Ceramic coatings, characterized by their tailored microstructures, exceptional high temperature stability, and engineered functionalities, have been widely explored for extreme environment applications. To protect TiAl alloy from oxidation attack, a variety of silicon-based coatings have been developed by actively or passively forming SiO2, such as pure SiO2 coatings, enamel coatings, silicide coatings. Conventional SiO2 coatings obtained by spraying, spinning, and immersion can improve the oxidation resistance of TiAl alloys to some extent, they still suffer from inadequate adhesion, insufficient densification, and crack sensitivity. Recently, electrodeposition has been proposed to fabricate SiO2 coatings on TiAl alloys. The electrodeposited SiO2 coating is well adherent with the TiAl substrate and exhibits excellent densification ability, resulting in significant enhancements to the high temperature oxidation resistance. Due to the use of KNO3 in the precursor electrolyte, a certain amount of K+ ions is contained in the SiO2 coating, promoting the sintering and densification of the coating. However, the preferential accumulation of alkali metal cations can lead to the precipitation of a large amount of cristobalite. The substantial volume changes of cristobalite during the heating and cooling stages may induce crack formation, adversely impacting the high temperature protective performance of the coating. Thus, controlling the precipitates of cristobalite and promoting the stability of the SiO2 coating are crucial.
Recently, a team of material scientists led by Lian-Kui Wu from Sun Yat-sen University, China employed Al nanoparticles with high surface activity to modify SiO2 coatings. Incorporating Al nanoparticles significantly inhibits and optimizes the generation of cristobalite, suppressing the formation of cracks, leading to the improved oxidation resistance of the SiO2 coating. Moreover, the stabilizing effect of Al on the K⁺ ion migration and coating structure is revealed by this study.
The team published their work in Journal of Advanced Ceramics on May 13, 2025.
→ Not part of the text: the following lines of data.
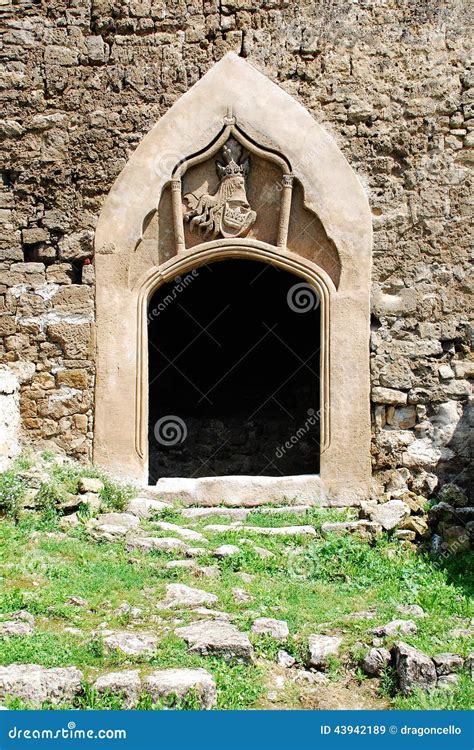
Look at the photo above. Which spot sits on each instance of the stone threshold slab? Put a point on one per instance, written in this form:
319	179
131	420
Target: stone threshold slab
245	491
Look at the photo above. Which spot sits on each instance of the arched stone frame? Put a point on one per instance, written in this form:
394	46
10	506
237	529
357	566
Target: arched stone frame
331	191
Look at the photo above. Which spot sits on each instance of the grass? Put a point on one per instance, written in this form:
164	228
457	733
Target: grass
61	482
313	583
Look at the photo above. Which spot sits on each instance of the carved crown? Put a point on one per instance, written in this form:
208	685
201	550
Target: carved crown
234	163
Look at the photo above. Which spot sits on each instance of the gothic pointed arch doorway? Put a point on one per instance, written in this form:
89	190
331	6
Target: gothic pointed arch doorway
237	169
233	373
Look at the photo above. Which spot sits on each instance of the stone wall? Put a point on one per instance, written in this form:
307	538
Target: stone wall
83	81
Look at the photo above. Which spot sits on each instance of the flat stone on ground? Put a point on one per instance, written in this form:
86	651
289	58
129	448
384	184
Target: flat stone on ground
364	529
12	628
180	595
144	507
176	684
163	544
127	520
375	661
131	643
126	683
396	627
278	629
217	637
189	534
414	668
264	530
321	647
34	684
388	515
226	550
241	490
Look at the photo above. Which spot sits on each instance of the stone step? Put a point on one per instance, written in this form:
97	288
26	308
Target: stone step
243	491
263	530
240	514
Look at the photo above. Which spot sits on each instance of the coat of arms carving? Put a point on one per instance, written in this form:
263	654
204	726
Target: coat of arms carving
227	213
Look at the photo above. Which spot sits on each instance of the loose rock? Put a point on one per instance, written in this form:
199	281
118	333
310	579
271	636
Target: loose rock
321	647
414	668
278	629
131	643
126	683
376	661
176	684
216	637
34	684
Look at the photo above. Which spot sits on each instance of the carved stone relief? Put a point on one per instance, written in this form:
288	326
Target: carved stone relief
227	213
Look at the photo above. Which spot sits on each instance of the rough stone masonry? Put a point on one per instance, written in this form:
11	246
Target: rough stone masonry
83	81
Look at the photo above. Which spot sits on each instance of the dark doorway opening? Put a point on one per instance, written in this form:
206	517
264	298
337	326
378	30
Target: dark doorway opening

"In this study, we develop Al-modified SiO2 coatings (Al-SiO2 coatings) via co-electrodeposition. Fig. 1a displays the formation mechanism of Al-modified SiO2 coatings. Through the application of cathodic potential, water molecules and dissolved oxygen at the electrode interface are electrochemically reduced to catalytically generate OH⁻ ions in situ. These OH⁻ ions facilitate the condensation reaction of TEOS, leading to the formation of a SiO2 coating on the TiAl alloy surface. During this process, the hydroxylated surface of Al nanoparticles adsorbs protons, inducing their cathodic migration, which enables their encapsulation within the SiO2 coating to form an Al-SiO2 composite coating." said Lian-Kui Wu, professor at School of Materials at Sun Yat-sen University (China), a senior expert whose research interests focus on the field of high temperature oxidation.
Compared with TiAl alloy coated with other ceramic coatings in the literature, the Al-SiO2 ceramic coating developed in this study offers superior performance in high temperature oxidation environment. The researchers explained that the good oxidation resistance of Al-SiO2 coating comes from two aspects. On the one hand, the reduced proportion of cristobalite reduces the residual stress after 100 h oxidation and inhibits the occurrence of cracks and other defects. "After thermal treatment, the microstructure of SiO2 coating is regulated by the incorporated Al nanoparticles. The incorporation of Al nanoparticles inhibits the precipitation of cristobalite, so as to reduce the crack initiation and improve the overall compactness of the coating. Therefore, the Al-SiO2 coating exhibits better oxidation resistance compared with the SiO2 coating." said Liankui Wu.